Microscopy image of the cerebellum of a two-year-old (aged) mouse with striped Purkinje cell loss. The cerebellum expresses green fluorescent protein specifically in Purkinje cells. The bright green stripes are composed of surviving Purkinje cells, and the dark stripes indicate degeneration. Image credit: (CC BY-SA 4.0)
Aging involves the gradual loss of brain cells and a decline in physical and cognitive capabilities. One brain region affected by aging is the cerebellum, which is best known for its role in motor coordination.
During healthy aging, the cerebellum is reduced in size, and elderly individuals often face difficulties with balance and motor skills. This shrinkage is partly caused by the loss of neurons, particularly Purkinje cells. A reduction in Purkinje cells and impaired motor function have also been seen in rodents during normal aging.
Furthermore, in many rodent models of disease, not all Purkinje cells are equally likely to die. The surviving cells form specific patterns similar to those seen during cerebellar development. However, it has so far been unclear whether such regional differences in Purkinje cell loss also occur during healthy aging.
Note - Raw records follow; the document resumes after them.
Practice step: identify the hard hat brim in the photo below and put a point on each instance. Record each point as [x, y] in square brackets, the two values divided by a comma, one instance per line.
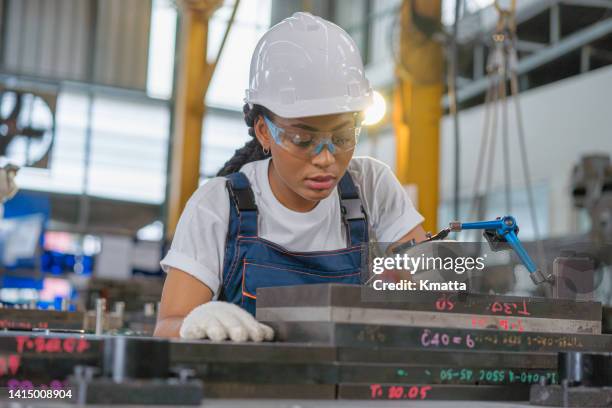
[317, 107]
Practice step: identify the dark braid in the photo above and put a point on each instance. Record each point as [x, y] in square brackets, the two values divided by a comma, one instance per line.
[252, 150]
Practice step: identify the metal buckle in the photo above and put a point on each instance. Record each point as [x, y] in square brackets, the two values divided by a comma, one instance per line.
[244, 199]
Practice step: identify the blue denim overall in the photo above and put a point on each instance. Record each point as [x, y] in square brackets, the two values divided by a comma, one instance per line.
[252, 262]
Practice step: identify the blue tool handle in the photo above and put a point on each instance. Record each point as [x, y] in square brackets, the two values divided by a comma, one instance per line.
[520, 251]
[486, 225]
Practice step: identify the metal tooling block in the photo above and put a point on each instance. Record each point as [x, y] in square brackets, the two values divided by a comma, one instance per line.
[447, 358]
[433, 392]
[194, 352]
[257, 362]
[29, 319]
[435, 367]
[341, 303]
[284, 363]
[467, 375]
[581, 397]
[272, 391]
[368, 336]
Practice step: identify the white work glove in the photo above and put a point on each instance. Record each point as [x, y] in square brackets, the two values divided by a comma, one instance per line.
[219, 321]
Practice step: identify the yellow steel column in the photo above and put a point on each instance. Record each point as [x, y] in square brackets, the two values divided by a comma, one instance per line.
[192, 79]
[417, 111]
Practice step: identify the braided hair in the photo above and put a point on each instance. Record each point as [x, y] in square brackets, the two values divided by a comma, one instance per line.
[252, 150]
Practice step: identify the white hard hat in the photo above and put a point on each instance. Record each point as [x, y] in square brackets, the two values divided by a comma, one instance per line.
[307, 66]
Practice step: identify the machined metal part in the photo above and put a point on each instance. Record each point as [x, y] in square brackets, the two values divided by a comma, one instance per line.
[392, 317]
[574, 277]
[366, 336]
[539, 277]
[447, 358]
[271, 391]
[432, 392]
[584, 368]
[356, 296]
[426, 374]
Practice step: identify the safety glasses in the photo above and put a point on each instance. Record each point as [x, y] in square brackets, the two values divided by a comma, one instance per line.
[306, 144]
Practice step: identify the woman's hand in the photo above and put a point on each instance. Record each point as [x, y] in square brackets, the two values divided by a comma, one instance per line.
[219, 321]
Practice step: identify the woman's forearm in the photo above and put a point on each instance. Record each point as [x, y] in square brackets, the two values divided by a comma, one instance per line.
[168, 327]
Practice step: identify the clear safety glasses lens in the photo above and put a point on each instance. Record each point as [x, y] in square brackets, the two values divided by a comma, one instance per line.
[306, 144]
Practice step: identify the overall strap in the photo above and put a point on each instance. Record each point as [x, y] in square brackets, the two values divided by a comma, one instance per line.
[242, 204]
[354, 216]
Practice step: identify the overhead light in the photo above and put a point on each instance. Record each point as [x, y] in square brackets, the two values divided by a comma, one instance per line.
[377, 111]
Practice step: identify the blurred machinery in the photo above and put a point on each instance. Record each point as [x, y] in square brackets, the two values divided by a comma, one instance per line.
[592, 190]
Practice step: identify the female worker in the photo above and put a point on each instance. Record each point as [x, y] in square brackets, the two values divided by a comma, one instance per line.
[292, 206]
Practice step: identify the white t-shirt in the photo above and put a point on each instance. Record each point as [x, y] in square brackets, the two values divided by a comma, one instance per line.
[199, 241]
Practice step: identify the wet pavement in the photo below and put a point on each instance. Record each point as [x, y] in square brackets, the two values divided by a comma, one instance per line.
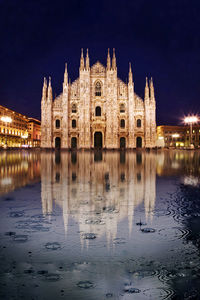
[100, 225]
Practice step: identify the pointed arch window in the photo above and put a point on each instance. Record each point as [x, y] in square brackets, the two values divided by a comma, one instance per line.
[57, 123]
[74, 108]
[98, 111]
[122, 123]
[122, 108]
[73, 123]
[98, 89]
[139, 123]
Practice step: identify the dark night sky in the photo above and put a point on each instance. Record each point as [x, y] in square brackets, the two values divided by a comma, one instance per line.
[160, 38]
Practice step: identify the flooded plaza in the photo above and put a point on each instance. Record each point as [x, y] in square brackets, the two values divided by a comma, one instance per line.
[100, 225]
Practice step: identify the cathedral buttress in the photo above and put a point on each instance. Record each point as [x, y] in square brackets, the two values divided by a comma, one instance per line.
[65, 111]
[131, 108]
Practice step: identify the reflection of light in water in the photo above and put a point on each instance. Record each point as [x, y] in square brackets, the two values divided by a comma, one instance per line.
[191, 180]
[6, 181]
[99, 194]
[175, 165]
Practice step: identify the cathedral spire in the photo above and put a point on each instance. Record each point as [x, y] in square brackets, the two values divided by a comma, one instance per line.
[82, 65]
[146, 93]
[87, 65]
[114, 65]
[50, 95]
[44, 90]
[108, 60]
[152, 95]
[130, 77]
[65, 83]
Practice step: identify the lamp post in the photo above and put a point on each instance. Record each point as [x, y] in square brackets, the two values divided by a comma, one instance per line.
[24, 137]
[190, 120]
[175, 136]
[6, 120]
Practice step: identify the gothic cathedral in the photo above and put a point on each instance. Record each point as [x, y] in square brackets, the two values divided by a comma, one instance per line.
[98, 110]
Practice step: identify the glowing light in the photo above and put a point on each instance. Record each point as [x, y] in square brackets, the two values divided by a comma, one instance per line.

Addressing this question would shed light on how aging influences cellular susceptibility and resilience in the cerebellum and how these cellular responses affect motor function and age-related cell death.
To find out whether loss of Purkinje cells in aged mice occurs in a similar pattern observed during disease, Donofrio et al. used a combination of genetic, histological, and imaging techniques to visualize Purkinje cells in the cerebellum.
The results revealed that the loss of Purkinje cells in healthy aged mice occurred in a pattern similar to that often observed in models of disease. However, the overall pattern in aged mice was distinct and occurred in a parasagittal, striped pattern – that is, long, narrow, and running front-to-back through the cerebellum. In addition, examining human cerebellum tissue samples collected from individuals without any reported neurological or neuropsychiatric problems confirmed a loss of Purkinje cells that increased with age. However, a specific pattern remains to be confirmed.
Our study reveals a cerebellar framework of vulnerability and resistance to age-related cell death. These findings could enhance healthy brain aging by improving the precision of targeted therapeutics and opening avenues for preventative strategies to reduce or prevent cell loss. The essential step is to fully understand when and how cerebellar neurons degenerate across the human lifespan.